Global Pension funds and sovereign wealth funds are reaching for yield in real estate as their previous asset class of choice (developed market government bonds) continues to produce low returns.
They are hunting for real estate in Western countries with solid legal frameworks, tax efficient investment regimes and political stability. Bur cross-border deals have created something of a headache for governments worldwide.
One of the most high-profile repercussions came in August when the Chinese government announced plans to restrict overseas investments in real estate and other assets. Property experts say that the decision was made in order to firm up Chinese currency and encourage investors to favour investment into domestic projects tied to the country's "Belt and Road" trade initiative, an effort to increase economic and commercial partnerships across more than 60 countries through infrastructure development.
But it isn't just in China where the global clamour for real-estate assets has prompted governments to keep close watch on regulatory policy.

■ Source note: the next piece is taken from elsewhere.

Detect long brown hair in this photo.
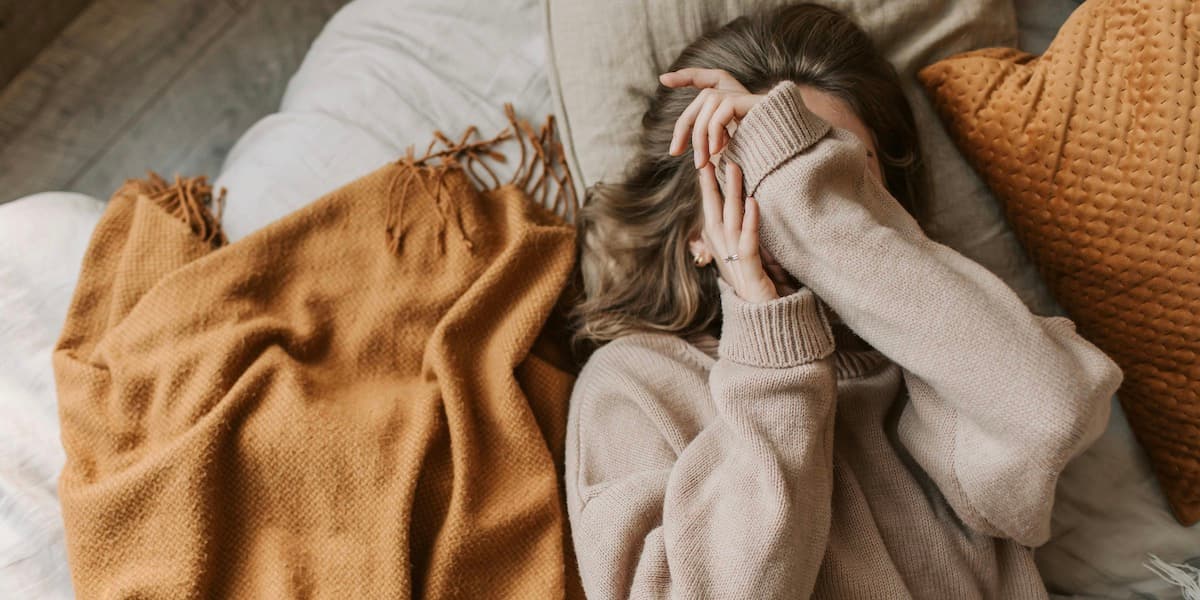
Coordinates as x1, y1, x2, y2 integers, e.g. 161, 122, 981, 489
570, 2, 926, 349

Western governments are walking a tricky tightrope of their own managing capital inflows into a domestic real estate. Politicians know that overseas real-estate investors are a good source of additional tax revenue. They also know that voters perceive investment from overseas as a big driver of real-estate price inflation.
In the U.K. this has led the government to carve out a policy on the property: The 2015 Finance Act requires non-U.K. residents to pay capital gains tax on residential property purchased in Britain, and overseas landlords must now pay tax on their rental income.
Cross-border flows of hot money have also stimulated policy discussions in Europe, including France and Spain, where there's increasing appetite for commercial business districts. "We have seen investors looking for value in markets like Madrid which have come back quite strongly in the last year or two," says James Beckham, head of London capital markets at real-estate services firm Cushman & Wakefield.